First, add a new node-role to a set of nodes in your OCP cluster:

$ oc label node <rt-nodes> node-role.kubernetes.io/worker-rt

Next, create a new custom openshift-realtime Tuned profile that inherits from openshift-node and realtime profiles. This profile targets a MachineConfigPool matching MachineConfigs with "worker-rt" labels:

$ oc create -f- <<TUNED_PROFILE
apiVersion: tuned.openshift.io/v1
kind: Tuned
metadata:
name: openshift-realtime
namespace: openshift-cluster-node-tuning-operator
spec:
profile:
- data: |
[main]
summary=Custom OpenShift realtime profile
include=openshift-node,realtime
[variables]
# isolated_cores take a list of ranges; e.g. isolated_cores=2,4-7
isolated_cores=1
name: openshift-realtime

recommend:
- machineConfigLabels:
machineconfiguration.openshift.io/role: "worker-rt"
priority: 30
profile: openshift-realtime
TUNED_PROFILE

Finally, create a worker-rt MachineConfigPool that selects the set of nodes we have labeled with the “worker-rt” label. The MachineConfigPool also selects the MachineConfig labels we have defined in our custom openshift-realtime Tuned profile:

$ oc create -f- <<MCP_RT
apiVersion: machineconfiguration.openshift.io/v1
kind: MachineConfigPool
metadata:
name: worker-rt
labels:
worker-rt: ""
spec:
machineConfigSelector:
matchExpressions:
- key: machineconfiguration.openshift.io/role
operator: In
values:
- worker
- worker-rt
nodeSelector:
matchLabels:
node-role.kubernetes.io/worker-rt: ""
MCP_RT

Looking at any of the “worker-rt” labeled nodes should reveal kernel parameters calculated and set by the realtime Tuned profile:

$ echo 'cat /proc/cmdline' | oc debug node/<rt-node>
BOOT_IMAGE=(hd0,gpt1)/ostree/rhcos-98c9b430a9a4b27263eb20ac33df3737681efe0cc866f51d2a9d7c0985a50348/vmlinuz-4.18.0-211.el8.x86_64 rhcos.root=crypt_rootfs random.trust_cpu=on console=tty0 console=ttyS0,115200n8 rd.luks.options=discard ostree=/ostree/boot.1/rhcos/98c9b430a9a4b27263eb20ac33df3737681efe0cc866f51d2a9d7c0985a50348/0 ignition.platform.id=aws skew_tick=1 isolcpus=1 intel_pstate=disable nosoftlockup tsc=nowatchdog

We also see the realtime Tuned profile’s parameters appended to the kernel command-line.

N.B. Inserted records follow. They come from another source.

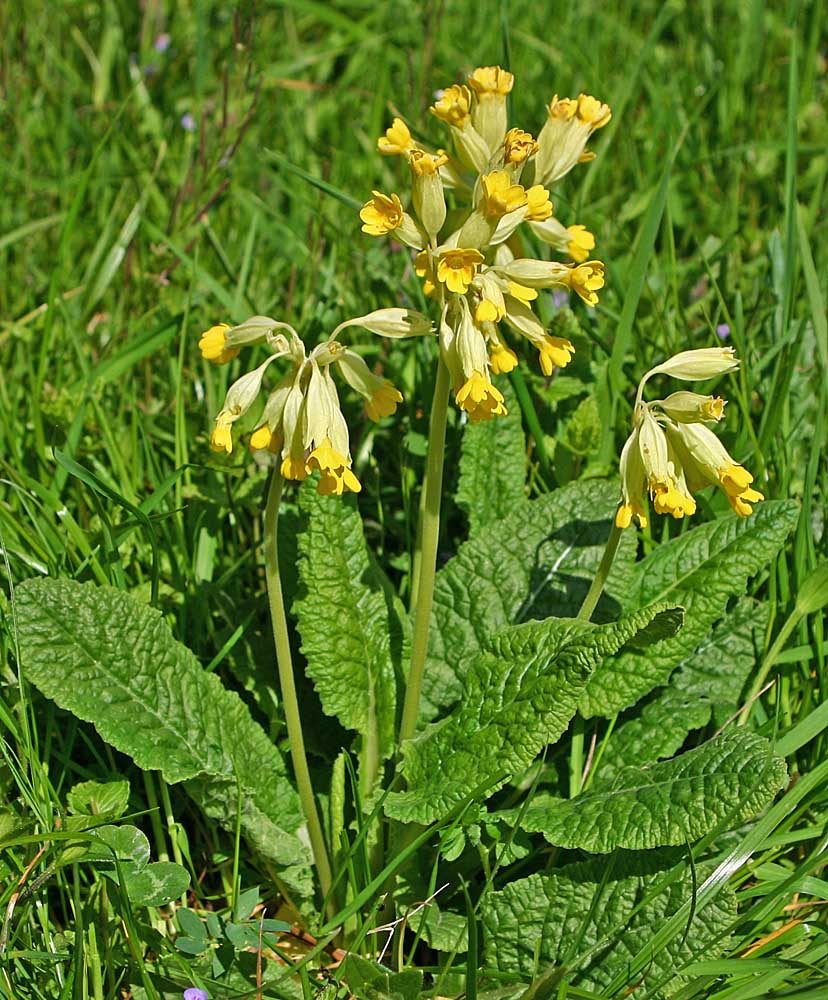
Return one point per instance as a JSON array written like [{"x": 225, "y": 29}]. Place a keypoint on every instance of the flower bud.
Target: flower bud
[
  {"x": 394, "y": 322},
  {"x": 698, "y": 365},
  {"x": 427, "y": 190},
  {"x": 691, "y": 407}
]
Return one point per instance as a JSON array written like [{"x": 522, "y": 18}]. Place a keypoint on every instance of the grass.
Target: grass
[{"x": 171, "y": 166}]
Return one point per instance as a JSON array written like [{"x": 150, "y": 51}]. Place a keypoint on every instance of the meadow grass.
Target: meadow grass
[{"x": 168, "y": 166}]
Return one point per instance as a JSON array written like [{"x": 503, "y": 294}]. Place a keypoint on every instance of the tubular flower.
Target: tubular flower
[
  {"x": 467, "y": 257},
  {"x": 500, "y": 195},
  {"x": 563, "y": 138},
  {"x": 518, "y": 146},
  {"x": 453, "y": 106},
  {"x": 302, "y": 421},
  {"x": 491, "y": 86},
  {"x": 586, "y": 279},
  {"x": 213, "y": 345},
  {"x": 672, "y": 451},
  {"x": 397, "y": 140},
  {"x": 383, "y": 214},
  {"x": 457, "y": 268}
]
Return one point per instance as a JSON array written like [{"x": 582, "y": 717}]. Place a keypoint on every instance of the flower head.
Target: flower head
[
  {"x": 382, "y": 214},
  {"x": 672, "y": 452},
  {"x": 457, "y": 268},
  {"x": 302, "y": 421},
  {"x": 213, "y": 345},
  {"x": 466, "y": 256}
]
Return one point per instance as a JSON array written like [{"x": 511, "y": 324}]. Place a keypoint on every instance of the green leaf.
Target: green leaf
[
  {"x": 157, "y": 884},
  {"x": 520, "y": 693},
  {"x": 113, "y": 661},
  {"x": 126, "y": 843},
  {"x": 709, "y": 682},
  {"x": 99, "y": 798},
  {"x": 589, "y": 919},
  {"x": 717, "y": 671},
  {"x": 353, "y": 628},
  {"x": 699, "y": 571},
  {"x": 722, "y": 782},
  {"x": 536, "y": 562},
  {"x": 492, "y": 466}
]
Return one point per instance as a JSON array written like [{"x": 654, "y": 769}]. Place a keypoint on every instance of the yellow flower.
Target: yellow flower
[
  {"x": 222, "y": 436},
  {"x": 383, "y": 402},
  {"x": 293, "y": 467},
  {"x": 554, "y": 352},
  {"x": 381, "y": 215},
  {"x": 479, "y": 398},
  {"x": 586, "y": 279},
  {"x": 735, "y": 481},
  {"x": 538, "y": 205},
  {"x": 487, "y": 80},
  {"x": 563, "y": 138},
  {"x": 593, "y": 112},
  {"x": 502, "y": 358},
  {"x": 397, "y": 139},
  {"x": 335, "y": 468},
  {"x": 500, "y": 195},
  {"x": 581, "y": 242},
  {"x": 669, "y": 499},
  {"x": 454, "y": 105},
  {"x": 522, "y": 293},
  {"x": 425, "y": 164},
  {"x": 261, "y": 438},
  {"x": 709, "y": 461},
  {"x": 213, "y": 345},
  {"x": 633, "y": 481},
  {"x": 518, "y": 146},
  {"x": 457, "y": 268}
]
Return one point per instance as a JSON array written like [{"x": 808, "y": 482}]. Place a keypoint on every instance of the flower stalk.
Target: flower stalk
[
  {"x": 290, "y": 703},
  {"x": 427, "y": 564}
]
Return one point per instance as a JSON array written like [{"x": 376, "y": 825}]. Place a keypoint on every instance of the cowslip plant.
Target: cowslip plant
[{"x": 465, "y": 712}]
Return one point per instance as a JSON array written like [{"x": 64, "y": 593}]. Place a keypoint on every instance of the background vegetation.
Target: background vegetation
[{"x": 169, "y": 166}]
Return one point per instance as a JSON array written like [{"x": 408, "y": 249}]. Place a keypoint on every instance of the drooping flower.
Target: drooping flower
[
  {"x": 671, "y": 451},
  {"x": 465, "y": 256},
  {"x": 302, "y": 421}
]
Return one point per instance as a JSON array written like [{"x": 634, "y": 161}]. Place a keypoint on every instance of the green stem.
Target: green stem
[
  {"x": 576, "y": 752},
  {"x": 531, "y": 417},
  {"x": 428, "y": 534},
  {"x": 289, "y": 701},
  {"x": 597, "y": 587}
]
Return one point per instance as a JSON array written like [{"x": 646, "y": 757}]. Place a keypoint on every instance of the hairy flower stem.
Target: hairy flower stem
[
  {"x": 576, "y": 752},
  {"x": 428, "y": 534},
  {"x": 289, "y": 701}
]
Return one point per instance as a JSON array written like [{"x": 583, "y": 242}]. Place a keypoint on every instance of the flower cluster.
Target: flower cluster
[
  {"x": 302, "y": 421},
  {"x": 672, "y": 452},
  {"x": 466, "y": 256}
]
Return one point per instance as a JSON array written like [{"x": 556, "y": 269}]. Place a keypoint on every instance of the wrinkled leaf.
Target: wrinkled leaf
[
  {"x": 536, "y": 562},
  {"x": 353, "y": 627},
  {"x": 113, "y": 661},
  {"x": 591, "y": 917},
  {"x": 699, "y": 571},
  {"x": 157, "y": 884},
  {"x": 724, "y": 781},
  {"x": 520, "y": 693}
]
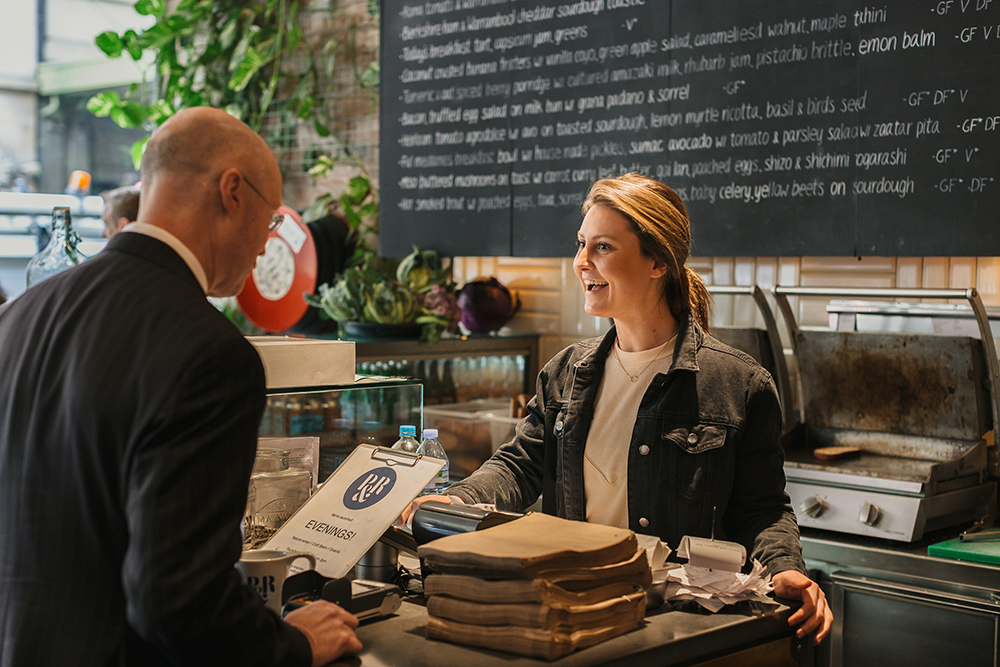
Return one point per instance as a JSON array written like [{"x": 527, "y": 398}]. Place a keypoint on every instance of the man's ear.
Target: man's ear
[
  {"x": 659, "y": 269},
  {"x": 229, "y": 190}
]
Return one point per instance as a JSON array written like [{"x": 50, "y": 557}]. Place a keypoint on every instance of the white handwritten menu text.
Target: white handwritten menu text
[{"x": 789, "y": 127}]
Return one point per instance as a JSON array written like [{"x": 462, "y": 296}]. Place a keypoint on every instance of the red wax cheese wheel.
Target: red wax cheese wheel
[{"x": 272, "y": 297}]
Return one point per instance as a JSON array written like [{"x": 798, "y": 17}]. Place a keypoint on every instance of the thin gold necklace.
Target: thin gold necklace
[{"x": 635, "y": 378}]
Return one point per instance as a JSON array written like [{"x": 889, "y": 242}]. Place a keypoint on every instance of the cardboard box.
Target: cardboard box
[{"x": 304, "y": 362}]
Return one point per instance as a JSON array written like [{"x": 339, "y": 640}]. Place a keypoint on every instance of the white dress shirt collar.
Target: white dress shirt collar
[{"x": 161, "y": 234}]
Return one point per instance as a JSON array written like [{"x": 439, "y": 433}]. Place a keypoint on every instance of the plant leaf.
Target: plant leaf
[
  {"x": 128, "y": 115},
  {"x": 138, "y": 148},
  {"x": 308, "y": 102},
  {"x": 156, "y": 36},
  {"x": 370, "y": 77},
  {"x": 131, "y": 40},
  {"x": 227, "y": 36},
  {"x": 102, "y": 104},
  {"x": 357, "y": 189},
  {"x": 109, "y": 42},
  {"x": 150, "y": 7},
  {"x": 249, "y": 66}
]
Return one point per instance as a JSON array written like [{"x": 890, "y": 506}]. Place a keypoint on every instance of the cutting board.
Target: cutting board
[{"x": 979, "y": 551}]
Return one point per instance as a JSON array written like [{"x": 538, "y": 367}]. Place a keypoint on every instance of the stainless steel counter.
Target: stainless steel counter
[
  {"x": 669, "y": 638},
  {"x": 902, "y": 558}
]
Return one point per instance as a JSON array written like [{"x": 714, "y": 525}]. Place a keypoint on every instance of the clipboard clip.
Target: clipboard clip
[{"x": 393, "y": 457}]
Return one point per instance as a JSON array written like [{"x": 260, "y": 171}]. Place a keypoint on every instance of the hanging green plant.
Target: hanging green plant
[{"x": 220, "y": 53}]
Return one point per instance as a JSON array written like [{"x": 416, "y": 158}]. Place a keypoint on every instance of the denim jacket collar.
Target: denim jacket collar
[{"x": 689, "y": 338}]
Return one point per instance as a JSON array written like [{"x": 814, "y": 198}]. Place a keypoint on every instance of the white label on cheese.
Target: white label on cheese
[
  {"x": 291, "y": 232},
  {"x": 275, "y": 270}
]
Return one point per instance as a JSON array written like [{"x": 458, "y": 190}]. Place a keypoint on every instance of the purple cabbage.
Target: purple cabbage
[{"x": 486, "y": 305}]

Based on isolated_cores=1 defined in the Tuned custom resource (openshift-tuned), the Tuned daemon calculated the mask for the irqbalance daemon, updated its host configuration file, and reloaded it. Let us view that on the node:

$ echo 'grep ^IRQ /host/etc/sysconfig/irq*' | oc debug node/<rt-node>
IRQBALANCE_BANNED_CPUS=00000002

There are other settings applied by the realtime profile in the background via the Tuned daemon, such as setting kernel runtime parameters, using the [scheduler] plugin to set SMP IRQ affinity, and setting process/kthread CPU affinity mask.

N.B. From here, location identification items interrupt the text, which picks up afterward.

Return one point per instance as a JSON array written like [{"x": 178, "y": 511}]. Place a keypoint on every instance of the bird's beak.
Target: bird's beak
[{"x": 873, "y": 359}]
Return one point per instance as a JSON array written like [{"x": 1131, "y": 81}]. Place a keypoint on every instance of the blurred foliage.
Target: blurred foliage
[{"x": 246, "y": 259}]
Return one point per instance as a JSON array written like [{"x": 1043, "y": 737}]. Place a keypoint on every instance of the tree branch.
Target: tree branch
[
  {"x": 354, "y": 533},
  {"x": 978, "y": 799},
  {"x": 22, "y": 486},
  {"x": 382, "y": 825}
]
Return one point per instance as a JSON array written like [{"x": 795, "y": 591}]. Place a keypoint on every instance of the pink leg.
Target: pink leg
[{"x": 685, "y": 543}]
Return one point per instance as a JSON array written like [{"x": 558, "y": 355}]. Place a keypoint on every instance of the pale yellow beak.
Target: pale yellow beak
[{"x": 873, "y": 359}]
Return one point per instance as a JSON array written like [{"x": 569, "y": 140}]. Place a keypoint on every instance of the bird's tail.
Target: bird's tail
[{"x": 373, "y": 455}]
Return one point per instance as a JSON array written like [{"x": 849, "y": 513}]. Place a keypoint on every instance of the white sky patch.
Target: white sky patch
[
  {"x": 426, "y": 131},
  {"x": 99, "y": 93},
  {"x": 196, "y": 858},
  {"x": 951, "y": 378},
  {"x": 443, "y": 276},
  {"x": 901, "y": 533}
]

Adding kernel parameters on RHCOS nodes can be achieved by creating MachineConfigs and MachineConfigPools manually. However, setting them via the new NTO 4.5 functionality has an advantage of building on top of existing profiles, using additional Tuned plugins including [scheduler], [irqbalance], and the ability to override kernel parameters defined by other Tuned profiles.

But Is This enough?

The new MachineConfigPool matching functionality introduced in OCP 4.5 helps in many application scenarios and improves the compatibility with RHEL-shipped Tuned profiles. However, there are other considerations not covered by Tuned profiles that need to be addressed for applications sensitive to CPU and network latency.

Some of these considerations are:

  • NUMA-aware hugepage runtime allocation immediately after system boot.
  • Installing a real-time kernel.
  • Setting kubelet’s reservedSystemCPUs option to complement the isolcpus kernel parameter.
  • Setting kubelet’s topologyPolicy option.

The Performance Addon Operator (PAO) addresses the considerations above and works with the NTO by creating NTO resources to apply Tuned profiles to achieve the required latency on selected nodes.

Future Work

There are currently several areas of work planned for the NTO:

  • Integrating the latest Tuned 2.14 as the operand for the NTO.
  • Implementation of an interface for retrieving operator’s metrics.
  • Support for the [bootloader] plugin on RHEL 7.x hosts.
  • General compatibility improvements for all Tuned profiles.